25 Mar The big picture
The 5th assessment report of the Intergovernmental Panel for Climate Change published in 2013 concluded that the evidence for climate change is now incontrovertible and that a large part of this ongoing change is attributable to human activities, particularly the increased release of greenhouse gases (GHG) into the atmosphere. Several actions point to the fact that a more climate-resilient economy and society must be built in each country, such as measures aimed at reducing fuel consumption for energy production, emphasis on energy efficiency and conservation as well as on power generation from renewable sources such as the Sun. By 2050, the EU Energy Policy Plan aims to limit climate change by capping the global temperature rise to no more than 2°C and envisages a reduction of GHG emissions in the EU by 80 – 95%. In order to achieve this goal, the EU has laid out specific technology-roadmaps that will lead to the integration of low carbon energy technologies, and in particular the deployment of Concentrated Solar Power (CSP) plants and Concentrated Photovoltaic (CPV) installations in the energy economy.
“For accurate surface solar power forecasts we need to unravel the complexity of the atmosphere”
A major challenge is that forecasting the available insolation for solar power is not easily predictable in advance since it depends strongly on localized site-specific and complex weather conditions. For accurate surface solar power forecasts, we need to unravel the complexity of the atmosphere. While utilities may invest time to develop accurate prediction models for large-scale centralized solar farms that produce multiple sources of megawatt power, manually developing specialized models that predict the power output from distributed or de-centralized generation at many small-scale facilities located at smart homes and buildings throughout the grid, is not yet feasible. Cloud cover, aerosol content, and the presence of atmospheric gases like water vapour in the troposphere and ozone in the stratosphere, can all reduce available direct insolation to a tiny fraction at the ground level. Furthermore, because cloud cover has the strongest effect on ground insolation, statistical methods have to include microscale (< 2 km) or mesoscale (2–20 km) weather systems in order to succeed in forecasting potential solar power. Our research effort has been geared toward providing a solution to this problem by developing a accurate and fast system for the calculation of surface solar radiation spectra at high resolution and frequency using geostationary satellite data where cloud and aerosol effects are implicit. Our state-of-the-art methodology enables calculation of accurate solar power time series in for real-time (15-min) for energy yields expected during the operation of CSP plants and CPV installations of large area and orientation.

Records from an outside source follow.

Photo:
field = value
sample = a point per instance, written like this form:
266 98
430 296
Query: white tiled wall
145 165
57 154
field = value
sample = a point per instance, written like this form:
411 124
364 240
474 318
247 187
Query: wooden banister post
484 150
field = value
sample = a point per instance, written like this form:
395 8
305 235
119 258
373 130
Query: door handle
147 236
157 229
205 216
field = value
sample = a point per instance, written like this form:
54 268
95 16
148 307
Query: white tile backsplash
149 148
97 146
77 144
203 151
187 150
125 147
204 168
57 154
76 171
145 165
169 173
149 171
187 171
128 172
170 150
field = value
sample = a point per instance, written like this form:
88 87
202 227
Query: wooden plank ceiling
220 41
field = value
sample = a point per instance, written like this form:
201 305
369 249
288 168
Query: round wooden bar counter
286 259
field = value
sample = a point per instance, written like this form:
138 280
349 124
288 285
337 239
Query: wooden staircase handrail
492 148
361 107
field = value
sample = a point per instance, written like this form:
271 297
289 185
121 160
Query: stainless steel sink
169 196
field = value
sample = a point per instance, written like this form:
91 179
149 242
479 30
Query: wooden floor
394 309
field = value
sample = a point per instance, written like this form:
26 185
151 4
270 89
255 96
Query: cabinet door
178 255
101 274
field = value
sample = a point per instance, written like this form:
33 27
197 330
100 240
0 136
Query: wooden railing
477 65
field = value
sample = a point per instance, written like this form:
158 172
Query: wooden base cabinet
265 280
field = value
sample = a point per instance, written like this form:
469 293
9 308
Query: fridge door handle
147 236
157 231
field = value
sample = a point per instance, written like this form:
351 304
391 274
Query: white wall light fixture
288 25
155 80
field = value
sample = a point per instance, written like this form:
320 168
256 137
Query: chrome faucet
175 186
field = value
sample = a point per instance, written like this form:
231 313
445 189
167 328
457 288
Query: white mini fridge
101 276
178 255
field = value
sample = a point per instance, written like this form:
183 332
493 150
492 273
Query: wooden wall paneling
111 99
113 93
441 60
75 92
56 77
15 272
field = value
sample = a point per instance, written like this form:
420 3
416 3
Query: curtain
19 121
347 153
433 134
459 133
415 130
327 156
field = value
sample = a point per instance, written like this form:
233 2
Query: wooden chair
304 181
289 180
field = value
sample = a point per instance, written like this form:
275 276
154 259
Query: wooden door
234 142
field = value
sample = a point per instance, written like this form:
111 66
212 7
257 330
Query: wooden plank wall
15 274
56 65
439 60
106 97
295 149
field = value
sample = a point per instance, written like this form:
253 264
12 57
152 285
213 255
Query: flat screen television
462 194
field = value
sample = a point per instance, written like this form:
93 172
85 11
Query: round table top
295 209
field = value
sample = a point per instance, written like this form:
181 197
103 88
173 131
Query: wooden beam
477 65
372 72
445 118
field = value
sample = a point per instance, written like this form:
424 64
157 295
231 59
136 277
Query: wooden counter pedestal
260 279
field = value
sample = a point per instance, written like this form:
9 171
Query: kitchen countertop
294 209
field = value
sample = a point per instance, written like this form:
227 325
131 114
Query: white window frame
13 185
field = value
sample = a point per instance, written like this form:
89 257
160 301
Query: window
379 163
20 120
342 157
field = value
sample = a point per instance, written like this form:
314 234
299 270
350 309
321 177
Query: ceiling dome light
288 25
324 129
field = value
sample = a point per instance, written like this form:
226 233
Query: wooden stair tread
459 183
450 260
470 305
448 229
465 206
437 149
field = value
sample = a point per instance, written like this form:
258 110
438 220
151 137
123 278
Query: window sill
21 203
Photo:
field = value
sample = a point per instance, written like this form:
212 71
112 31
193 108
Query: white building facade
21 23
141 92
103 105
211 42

“The UV spectrum is the key to new organism-centred emerging technologies for exploiting solar energy”
The solar radiation spectrum spans the ultraviolet (UV), visible and infra-red (IR) wavelengths in the range 285-2600nm. In particular, UV radiation affects nearly all living organisms and we have to live with both its harmful and helpful effects. At UV-Β and UV-A wavelengths, it plays an essential role in the formation of Vitamin D in our skin. At the same time it can also cause sunburn or damage cataracts in our eyes. At even shorter UV wavelengths (UV-C), UV can cause DNA damage and mutations in cells or even suppress certain activities of the immune system of humans and organisms in the environmnt. As such, UV radiation has important impacts on health and habitat. By producing high resolution spectra in each pixel “observed” from space, we use spectral window functions to produce a range of new solar energy impact measures and products important to health and environment. The UV spectrum is the key to new organism-centred emerging technologies for exploiting solar energy.